If joining columns on columns, the DataFrame indexes will be ignored. Otherwise if joining indexes on indexes or indexes on a column or columns, the index will be passed on.
sample_df
clicks height score time
1 19 39 11 17
2 7 25 26 44
3 2 8 21 35
4 40 48 36 0
5 6 47 1 3
6 14 43 13 34
entries = { 1: dict(height=10, width=20), 2: dict(height=34, width=35), 3: dict(height=5, width=80), 4: dict(height=39, width=32) }
related_df = pd.DataFrame(entries)
related_df.T
height width
1 10 20
2 34 35
3 5 80
4 39 32
sample_df.merge(related_df.T)
clicks height score time width
0 19 39 11 17 32
sample_df.merge(related_df.T, how='left')
clicks height score time width
0 19 39 11 17 32.0
1 7 25 26 44 NaN
2 2 8 21 35 NaN
3 40 48 36 0 NaN
4 6 47 1 3 NaN
5 14 43 13 34 NaN
sample_df.merge(related_df.T, how='outer')
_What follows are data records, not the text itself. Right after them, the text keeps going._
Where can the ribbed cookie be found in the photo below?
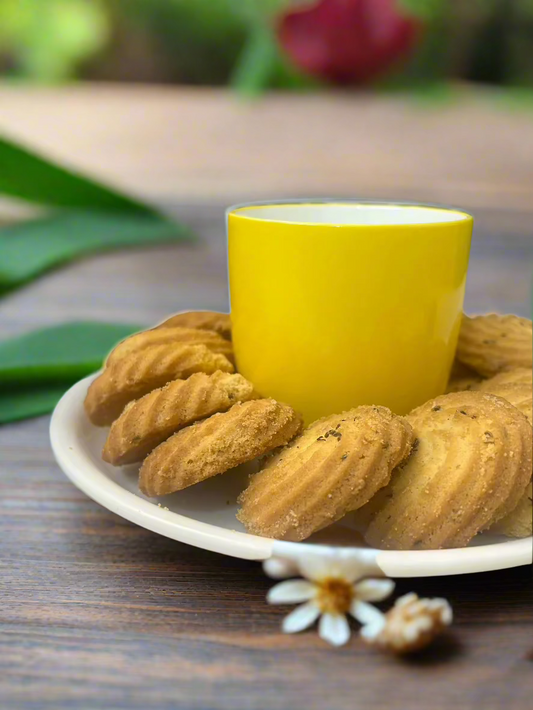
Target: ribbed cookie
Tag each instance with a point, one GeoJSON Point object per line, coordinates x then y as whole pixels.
{"type": "Point", "coordinates": [462, 378]}
{"type": "Point", "coordinates": [493, 343]}
{"type": "Point", "coordinates": [217, 444]}
{"type": "Point", "coordinates": [519, 522]}
{"type": "Point", "coordinates": [165, 336]}
{"type": "Point", "coordinates": [514, 386]}
{"type": "Point", "coordinates": [470, 468]}
{"type": "Point", "coordinates": [148, 421]}
{"type": "Point", "coordinates": [335, 466]}
{"type": "Point", "coordinates": [142, 371]}
{"type": "Point", "coordinates": [203, 320]}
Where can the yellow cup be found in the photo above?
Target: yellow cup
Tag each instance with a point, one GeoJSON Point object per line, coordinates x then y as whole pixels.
{"type": "Point", "coordinates": [337, 304]}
clicks height score time width
0 19.0 39 11.0 17.0 32.0
1 7.0 25 26.0 44.0 NaN
2 2.0 8 21.0 35.0 NaN
3 40.0 48 36.0 0.0 NaN
4 6.0 47 1.0 3.0 NaN
5 14.0 43 13.0 34.0 NaN
6 NaN 10 NaN NaN 20.0
7 NaN 34 NaN NaN 35.0
8 NaN 5 NaN NaN 80.0
Categoricals
import numpy as np
import pandas as pd
from io import StringIO
csv_data = """
Department,Name,YearsOfService,Grade\n0,Marketing,Able,4,a\n1,Engineering,Baker,7,b\n2,Accounting,Charlie,12,c\n3,Marketing,Delta,1,d\n4,Engineering,Echo,15,f\n5,Accounting,Foxtrot,9,a\n6,Marketing,Golf,3,b\n7,Engineering,Hotel,1,c\n8,Accounting,India,2,d\n9,Marketing,Juliet,5,f\n10,Engineering,Kilo,7,a\n11,Accounting,Lima,11,b\n12,Marketing,Mike,2,c\n13,Engineering,November,3,d\n14,Accounting,Oscar,4,f\n15,Marketing,Papa,9,a\n16,Engineering,Quebec,1,b\n17,Accounting,Romeo,1,c\n18,Marketing,Sierra,1,d\n19,Engineering,Tango,7,f\n20,Accounting,Uniform,5,a\n21,Marketing,Victor,19,b\n22,Engineering,Whiskey,2,c\n23,Accounting,Xray,3,d\n24,Marketing,Yankee,8,f\n25,Engineering,Zulu,17,a\n
"""
employees = pd.read_csv(StringIO(csv_data))
employees.head()
Department Name YearsOfService Grade
0 Marketing Able 4 a
1 Engineering Baker 7 b
2 Accounting Charlie 12 c
3 Marketing Delta 1 d
4 Engineering Echo 15 f
Convert String data to categorical data
employees.dtypes
Department object
Name object
YearsOfService int64
Grade object
dtype: object
employees['Department'] = employees['Department'].astype('category')
employees.dtypes
Department category
Name object
YearsOfService int64
Grade object
dtype: object
Rename categories
employees['Grade'] = employees['Grade'].astype('category') employees['Grade'].cat.categories = 'excellent good acceptable poor unacceptable'.split() employees.head()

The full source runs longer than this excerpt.